A cursory look at his underlying numbers suggests that Jackman is indeed little more than a below replacement level enforcer type. Last year, his corsi/60 rate for the Islanders was absolutely ghastly: -20.16. That’s one of the worst rates in the league, so it would be defensible to write Jackman off as a musclehead.
A deeper look reveals some pretty harsh circumstances for the big guy though. Jackman also had one of the most merciless zone start ratios in the league at 33.8%. That was the toughest row to hoe in New York last year, with Richard Park being the only other guy below the 40% mark. And while Franz Nielsen was mostly taking on the big guns, Jackman wasn’t just facing the dregs: the various quality of competition metrics at behindthenet suggest at least middling opposition.

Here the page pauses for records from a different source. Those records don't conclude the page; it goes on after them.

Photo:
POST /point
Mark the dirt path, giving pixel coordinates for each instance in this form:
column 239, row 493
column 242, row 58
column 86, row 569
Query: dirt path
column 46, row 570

I decided to normalize Jackman’s 2009-10 corsi rate in order to get a better feeling for the player. It’s something I’ve done for Langkow in the past. For those unfamiliar, it’s correcting for the skewing effect of zone starts on possession. Here’s what I found for Jackman:
corsi rate/60: -20.16
raw corsi: -170.35
zone start differential (o-zone – d-zone): -93
normalized corsi (raw): -95.95
normalized corsi (rate/60): -11.36
Correcting for zone starts doesn’t bump Jackman into positive territory, but it does up his rate by 8.8 per 60 minutes of ice. That’s a fairly sizable jump and it speaks to the sheer difficulty of his circumstances. I went back three years to see how Jackman had fared for the Islanders previously and found that he’s only been fighting up hill for the last two. In 2007-08, Jackman only played 36 games, but his possession stats were much more palatable: +8.2/60 (fifth best amongst NYI forwards that season). What was the difference? A much saner zone start ratio (50%) and level of competition (bottom of the barrel).
It’s entirely probable that Jackman’s role with the Flames will be much closer to this latter situation than the ones he’s faced in NY recently. As such, I think he just might be able to hold his own (assuming the Brent doesn’t bury him to the same degree, of course).